Le pianiste était un brave et honnête garçon, qui demeurait à Poitiers où il donnait des leçons à cinq francs et même trois francs le cachet. Quand il était appelé à Grisolles, c’était pour lui une excellente aubaine, car il ne s’en retournait jamais sans que Mlle Dubessy lui eût glissé dans la main un billet de cent francs. Aussi était-il complaisant au possible, et d’une patience à toute épreuve avec certaines de ces demoiselles qui chantaient faux, prenant la pour sol, mi pour ré et une noire pour une blanche.

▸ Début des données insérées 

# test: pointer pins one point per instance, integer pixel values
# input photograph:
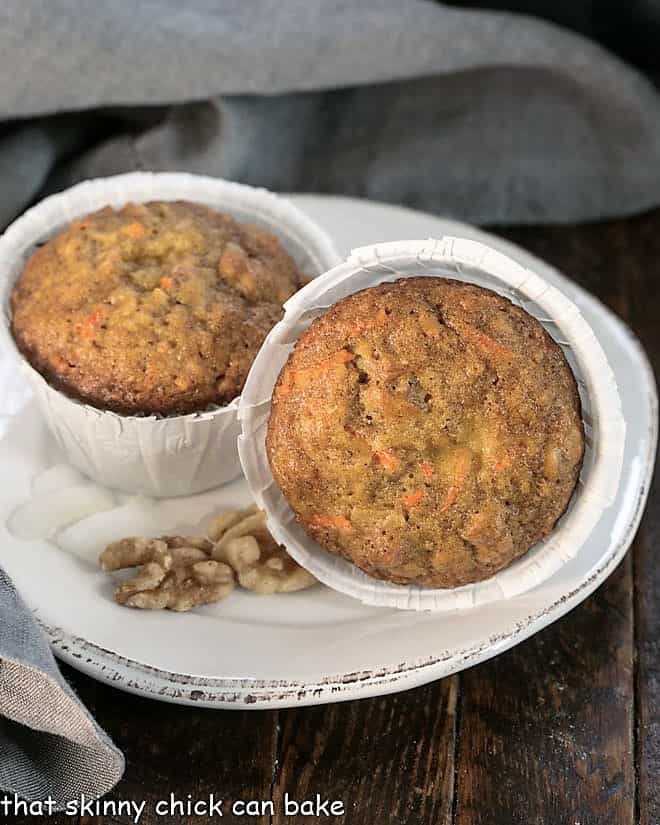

Donc on avait déjà chanté, et maintenant on dansait. Claire n’avait pas un instant de repos. Ne fallait-il pas qu’elle acceptât les invitations de ses soupirants ? Et des bras de M. Hector elle passait dans ceux de M. Alfred, pour être reprise par MM. Auguste, Gustave, Jules et les autres, qui attendaient leur tour d’enlever la jeune fille dans le tourbillon d’une valse ou de l’accompagner dans le balancement d’une redowa.

Ces messieurs avaient ainsi l’occasion de roucouler des fadaises amoureuses, de glisser à l’oreille de Claire quelques compliments banals qu’elle écoutait à peine, qui la laissaient indifférente et cependant la faisaient rire. Elle voulait être, chez elle, bonne et indulgente. Elle n’encourageait ni celui-ci ni celui-là, mais elle n’enlevait l’espérance à aucun. Elle était, la même avec tous.

Tout à fait charmante avec son monde, elle faisait les honneurs de son salon sans manières, simplement, avec aisance et une grâce adorable.

Elle avait présenté Édouard Lebel à sa société.

L’accueil avait été sec et froid. Exceptons cependant les deux anciens magistrats et le jeune avocat, qui avaient serré chaudement la main de l’artiste.

Claire avait vu les mines des hommes et des femmes ; mais ne laissant rien deviner de ses impressions, elle n’avait eu qu’un rapide sourire de pitié pour ces gens dont Édouard, certainement, méprisait le dédain.

Le jeune homme était plutôt un objet de curiosité qu’un brave garçon qui devait inspirer de l’intérêt ; si sympathique qu’il fût, on lui refusait la sympathie à laquelle il avait droit.

Depuis la visite du célèbre peintre Jules Dumont, on savait que M. Lebel avait du talent, beaucoup de talent ; mais il était inconnu, c’était un sans-le-sou. Et puis, un artiste ! Qu’est-ce que ça ? Un va-nu-pieds, un crève-la-faim ! Un peu partout, en province surtout, dans les milieux imbéciles, tant que l’artiste, comme le poète, l’écrivain ou le savant, n’a pas le panache, on le regarde à peu près comme rien.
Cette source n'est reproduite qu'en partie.